好きな人がいるなら…あたしがどんなに思ってもだめでしょ?

そんな悲しいの―…嫌だよ。







「…そいつ…」

「やっ…聞きたく、ないっ…」

「…沙耶に、聞いてもらいたい」

「やぁ…っ…」






蒼の好きな人の話なんか聞きたくない。

――でも聞きたい。

心と頭が矛盾する。

…わかんない…わかんないよ。







「沙耶が好きなんだよ…っ!」

「……ふぇ?」

「あーもう、そういう顔する」

「…う、そ…でしょ?」

「嘘じゃねぇよ。
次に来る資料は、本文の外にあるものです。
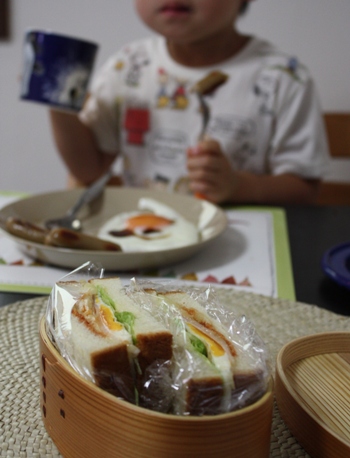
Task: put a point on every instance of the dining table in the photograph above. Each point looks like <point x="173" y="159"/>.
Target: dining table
<point x="312" y="230"/>
<point x="321" y="305"/>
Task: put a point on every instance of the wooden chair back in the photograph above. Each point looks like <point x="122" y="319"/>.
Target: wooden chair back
<point x="338" y="132"/>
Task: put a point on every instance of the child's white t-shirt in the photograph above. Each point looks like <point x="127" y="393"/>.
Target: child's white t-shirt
<point x="267" y="115"/>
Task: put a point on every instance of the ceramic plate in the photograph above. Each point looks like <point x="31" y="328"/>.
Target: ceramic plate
<point x="210" y="218"/>
<point x="336" y="264"/>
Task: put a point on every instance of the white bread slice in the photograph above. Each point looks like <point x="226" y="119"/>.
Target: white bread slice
<point x="243" y="378"/>
<point x="153" y="341"/>
<point x="102" y="355"/>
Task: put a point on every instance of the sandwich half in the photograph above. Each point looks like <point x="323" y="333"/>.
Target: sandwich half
<point x="120" y="344"/>
<point x="222" y="376"/>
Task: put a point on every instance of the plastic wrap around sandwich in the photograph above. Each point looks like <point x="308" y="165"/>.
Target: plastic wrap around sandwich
<point x="161" y="349"/>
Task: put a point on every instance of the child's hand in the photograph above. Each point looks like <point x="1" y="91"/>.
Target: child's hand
<point x="210" y="173"/>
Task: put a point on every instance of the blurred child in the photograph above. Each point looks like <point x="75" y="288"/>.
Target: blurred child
<point x="265" y="141"/>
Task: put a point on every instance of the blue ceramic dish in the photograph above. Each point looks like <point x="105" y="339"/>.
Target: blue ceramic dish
<point x="336" y="264"/>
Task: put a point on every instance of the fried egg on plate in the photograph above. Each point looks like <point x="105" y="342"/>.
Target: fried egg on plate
<point x="154" y="226"/>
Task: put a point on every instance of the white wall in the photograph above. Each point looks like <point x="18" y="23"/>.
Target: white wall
<point x="317" y="31"/>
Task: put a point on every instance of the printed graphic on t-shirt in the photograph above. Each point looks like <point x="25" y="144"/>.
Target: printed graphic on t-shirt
<point x="137" y="61"/>
<point x="136" y="124"/>
<point x="237" y="137"/>
<point x="168" y="146"/>
<point x="172" y="91"/>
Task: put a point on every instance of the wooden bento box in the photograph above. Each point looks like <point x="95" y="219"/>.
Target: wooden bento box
<point x="85" y="421"/>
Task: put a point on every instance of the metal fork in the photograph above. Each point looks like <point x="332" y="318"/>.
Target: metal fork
<point x="69" y="220"/>
<point x="205" y="111"/>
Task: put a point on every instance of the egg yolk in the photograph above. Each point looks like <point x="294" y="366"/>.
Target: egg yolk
<point x="215" y="348"/>
<point x="108" y="317"/>
<point x="147" y="221"/>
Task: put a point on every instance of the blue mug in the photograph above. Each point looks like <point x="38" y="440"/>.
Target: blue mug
<point x="56" y="69"/>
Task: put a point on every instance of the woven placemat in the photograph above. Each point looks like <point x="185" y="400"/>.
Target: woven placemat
<point x="22" y="432"/>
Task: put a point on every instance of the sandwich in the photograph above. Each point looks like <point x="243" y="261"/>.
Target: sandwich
<point x="115" y="342"/>
<point x="162" y="349"/>
<point x="220" y="375"/>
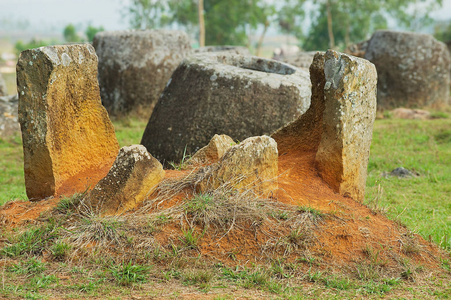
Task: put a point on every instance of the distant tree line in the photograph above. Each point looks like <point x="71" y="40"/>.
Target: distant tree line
<point x="333" y="23"/>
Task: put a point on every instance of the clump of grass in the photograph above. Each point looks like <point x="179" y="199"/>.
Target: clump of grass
<point x="30" y="266"/>
<point x="33" y="241"/>
<point x="60" y="250"/>
<point x="129" y="273"/>
<point x="95" y="230"/>
<point x="68" y="204"/>
<point x="201" y="278"/>
<point x="190" y="238"/>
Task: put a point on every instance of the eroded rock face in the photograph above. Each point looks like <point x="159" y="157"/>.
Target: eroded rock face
<point x="228" y="49"/>
<point x="252" y="164"/>
<point x="68" y="140"/>
<point x="134" y="175"/>
<point x="9" y="122"/>
<point x="338" y="125"/>
<point x="349" y="114"/>
<point x="209" y="94"/>
<point x="213" y="152"/>
<point x="134" y="67"/>
<point x="413" y="69"/>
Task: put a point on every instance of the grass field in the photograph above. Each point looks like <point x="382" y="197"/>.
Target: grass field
<point x="422" y="203"/>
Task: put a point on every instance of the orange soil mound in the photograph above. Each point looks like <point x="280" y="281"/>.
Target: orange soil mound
<point x="343" y="237"/>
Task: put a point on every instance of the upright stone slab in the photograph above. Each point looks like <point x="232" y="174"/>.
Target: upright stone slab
<point x="413" y="69"/>
<point x="349" y="114"/>
<point x="68" y="140"/>
<point x="134" y="67"/>
<point x="338" y="126"/>
<point x="3" y="91"/>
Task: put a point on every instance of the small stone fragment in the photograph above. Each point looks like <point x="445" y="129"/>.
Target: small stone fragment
<point x="252" y="164"/>
<point x="134" y="175"/>
<point x="401" y="172"/>
<point x="68" y="139"/>
<point x="411" y="114"/>
<point x="213" y="152"/>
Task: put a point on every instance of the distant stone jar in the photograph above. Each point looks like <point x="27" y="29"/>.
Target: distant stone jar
<point x="134" y="67"/>
<point x="413" y="69"/>
<point x="209" y="94"/>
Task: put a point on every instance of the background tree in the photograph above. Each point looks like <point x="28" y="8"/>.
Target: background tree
<point x="227" y="22"/>
<point x="146" y="14"/>
<point x="442" y="31"/>
<point x="70" y="34"/>
<point x="338" y="23"/>
<point x="91" y="32"/>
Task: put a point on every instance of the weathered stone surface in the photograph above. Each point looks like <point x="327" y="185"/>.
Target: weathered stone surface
<point x="134" y="175"/>
<point x="9" y="122"/>
<point x="338" y="125"/>
<point x="413" y="69"/>
<point x="300" y="59"/>
<point x="228" y="49"/>
<point x="252" y="164"/>
<point x="3" y="91"/>
<point x="213" y="152"/>
<point x="68" y="140"/>
<point x="134" y="67"/>
<point x="349" y="114"/>
<point x="413" y="114"/>
<point x="209" y="94"/>
<point x="304" y="134"/>
<point x="358" y="49"/>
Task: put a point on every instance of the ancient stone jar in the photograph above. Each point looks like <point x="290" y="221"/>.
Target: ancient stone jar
<point x="209" y="94"/>
<point x="134" y="67"/>
<point x="413" y="69"/>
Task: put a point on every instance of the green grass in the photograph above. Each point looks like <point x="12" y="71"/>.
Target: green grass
<point x="421" y="203"/>
<point x="12" y="183"/>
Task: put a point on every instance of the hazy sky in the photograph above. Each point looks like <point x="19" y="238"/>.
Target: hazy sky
<point x="107" y="13"/>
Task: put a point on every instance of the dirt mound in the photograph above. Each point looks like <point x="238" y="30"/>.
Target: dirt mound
<point x="307" y="221"/>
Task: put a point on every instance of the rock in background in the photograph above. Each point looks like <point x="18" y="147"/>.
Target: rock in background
<point x="68" y="140"/>
<point x="240" y="96"/>
<point x="228" y="49"/>
<point x="134" y="67"/>
<point x="134" y="175"/>
<point x="413" y="69"/>
<point x="9" y="122"/>
<point x="300" y="59"/>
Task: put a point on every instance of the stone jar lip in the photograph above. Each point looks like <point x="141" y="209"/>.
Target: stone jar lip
<point x="244" y="64"/>
<point x="248" y="68"/>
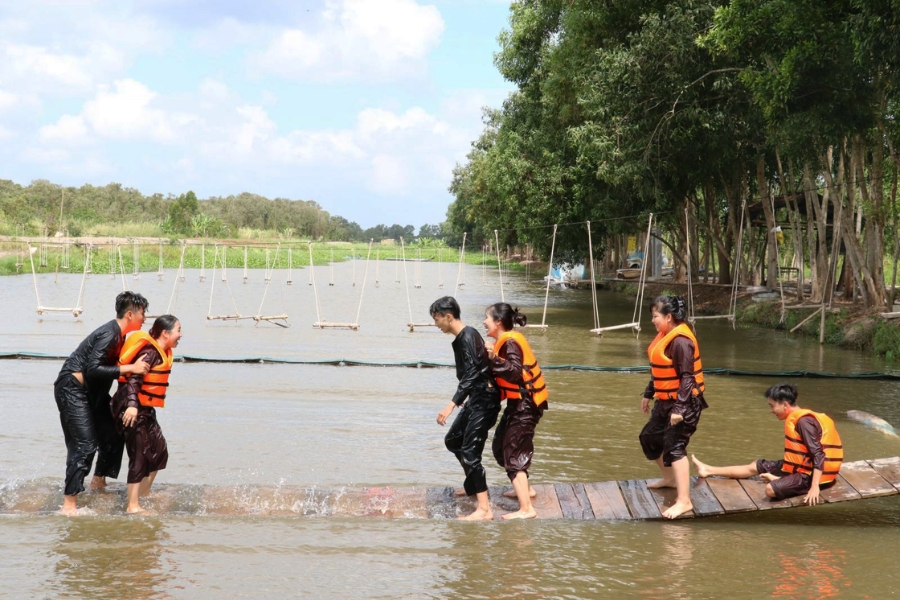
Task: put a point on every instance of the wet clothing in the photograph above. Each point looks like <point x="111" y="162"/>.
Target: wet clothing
<point x="468" y="434"/>
<point x="513" y="444"/>
<point x="659" y="437"/>
<point x="797" y="484"/>
<point x="472" y="367"/>
<point x="84" y="409"/>
<point x="470" y="428"/>
<point x="144" y="441"/>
…好きなんだよ、お前が」

「あっ…蒼ぉ〜…!」

「…返事、は?」

「あたし…もっ…好き!」

「…マジで?」

「うんっ…」






あたしをギュッと抱き締める蒼。


…あたし今、幸せだ。

蒼…大好き。







「沙耶」

「…うん?」

「俺、結構独占欲強いから…仲良くすんなよ?」

「へっ?…誰と?」

「はぁ―…」

「蒼っ?…ひゃっ//」






抱き締めた腕を離してあたしの頬を撫でる蒼。


…あ、蒼?

憂いを帯びた瞳。

な、なに?

て…てゆうかなんだかキケンな感じ//







「蒼…//?」

「他の男と仲良くすんなよ?」

「えっ…どうし―…んっ//」






不意に重なった唇。

…に、2回目のキス//

不意打ちが多いよ//






「…はぁ…」

「仲良くしたら、キスするよ?」

「わ、わかった//」






そんなにキスされてたら身が持たないよっ//

…倒れちゃいそう。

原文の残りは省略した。